(Jn 9, 1-41)
Estamos ante uno de los milagros más llamativos de Jesús porque se trata de la curación de un ciego de nacimiento, alguien que nunca pudo ver la luz y los colores, alguien que ni siquiera sabía qué significa «ver».
A los que preguntaban a qué pecado se debía esa ceguera Jesús les responde que no hay que buscar siempre la causa de un mal en los pecados de la persona; detrás de una enfermedad puede haber también un misterioso plan de Dios que los hombres no alcanzamos a descubrir.
Desde el comienzo del capítulo se indica que este prodigio tiene un valor simbólico, es un signo que quiere mostrar a Jesús como luz del mundo.
Jesús da algo de sí (saliva) y lo une al polvo de nuestra tierra para producir el milagro de la luz; el ciego también pone algo de su parte cuando va a lavarse.
Pero la curación del ciego produce un gran revuelo, como todo lo que Jesús hacía. El nunca deja las cosas igual, siempre quiere trastocar nuestra comodidad y todas nuestras viejas seguridades.
Son particularmente bellas las escenas de intimidad que Jesús tiene con el ciego, y el ciego parece descubrir su dignidad y su lugar en la sociedad (daba lecciones a los fariseos) gracias a este encuentro con el Señor.
Y cuando el ciego insiste en que Jesús le abrió los ojos es fácil descubrir que no se refiere sólo a los ojos del cuerpo, sino a los ojos del corazón. Por eso, mientras el ciego se postra ante Jesús, los verdaderos ciegos son los fariseos, ofuscados por el orgullo y la envidia.

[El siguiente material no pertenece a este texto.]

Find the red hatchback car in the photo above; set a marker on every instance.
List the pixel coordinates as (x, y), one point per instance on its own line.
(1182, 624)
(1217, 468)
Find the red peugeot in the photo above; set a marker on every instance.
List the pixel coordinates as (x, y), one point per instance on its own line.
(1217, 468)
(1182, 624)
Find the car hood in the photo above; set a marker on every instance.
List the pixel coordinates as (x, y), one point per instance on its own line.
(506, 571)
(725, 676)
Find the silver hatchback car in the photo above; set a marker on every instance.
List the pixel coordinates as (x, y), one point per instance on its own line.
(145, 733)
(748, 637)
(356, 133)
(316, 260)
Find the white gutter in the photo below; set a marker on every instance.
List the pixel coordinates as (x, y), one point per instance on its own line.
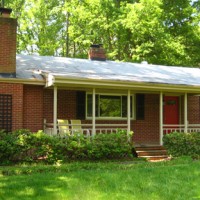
(23, 81)
(81, 82)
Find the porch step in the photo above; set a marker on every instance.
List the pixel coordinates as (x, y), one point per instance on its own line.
(152, 153)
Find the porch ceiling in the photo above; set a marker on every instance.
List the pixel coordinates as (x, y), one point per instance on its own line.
(68, 82)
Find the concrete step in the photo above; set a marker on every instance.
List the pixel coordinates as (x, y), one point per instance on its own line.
(152, 153)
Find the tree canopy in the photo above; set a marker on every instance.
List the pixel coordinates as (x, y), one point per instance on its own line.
(158, 31)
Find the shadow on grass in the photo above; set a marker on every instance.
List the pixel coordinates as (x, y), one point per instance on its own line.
(153, 181)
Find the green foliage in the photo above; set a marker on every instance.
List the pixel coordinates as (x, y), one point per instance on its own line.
(158, 31)
(24, 146)
(183, 144)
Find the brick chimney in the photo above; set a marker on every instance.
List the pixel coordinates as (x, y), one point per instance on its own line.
(97, 52)
(8, 27)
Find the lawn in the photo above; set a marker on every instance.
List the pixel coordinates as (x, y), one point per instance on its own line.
(177, 179)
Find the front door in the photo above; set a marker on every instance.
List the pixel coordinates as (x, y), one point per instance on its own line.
(171, 110)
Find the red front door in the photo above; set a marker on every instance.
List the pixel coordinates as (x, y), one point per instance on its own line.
(171, 110)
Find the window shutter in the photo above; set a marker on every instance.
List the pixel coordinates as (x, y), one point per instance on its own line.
(6, 112)
(140, 106)
(80, 104)
(124, 106)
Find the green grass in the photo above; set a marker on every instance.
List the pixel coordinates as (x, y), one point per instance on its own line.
(178, 179)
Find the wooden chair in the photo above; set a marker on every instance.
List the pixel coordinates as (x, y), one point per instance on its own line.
(76, 127)
(63, 127)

Leyendo este texto, podemos escuchar interiormente la invitación que Jesús nos hace a reconocer nuestras oscuridades, nuestras cegueras, y a invocarlo a él como luz que viene a disipar nuestras sombras: las sombras de la tristeza, del temor, del odio, de la mediocridad.
Oración:
“Señor, tu que eres la luz de mi vida, el que puede disipar mis peores oscuridades, toca mi mirada interior y devuélveme la luz. Haz que te vea Señor, y que vea lo que quieres para mí. Ilumina mi camino y sana mis cegueras».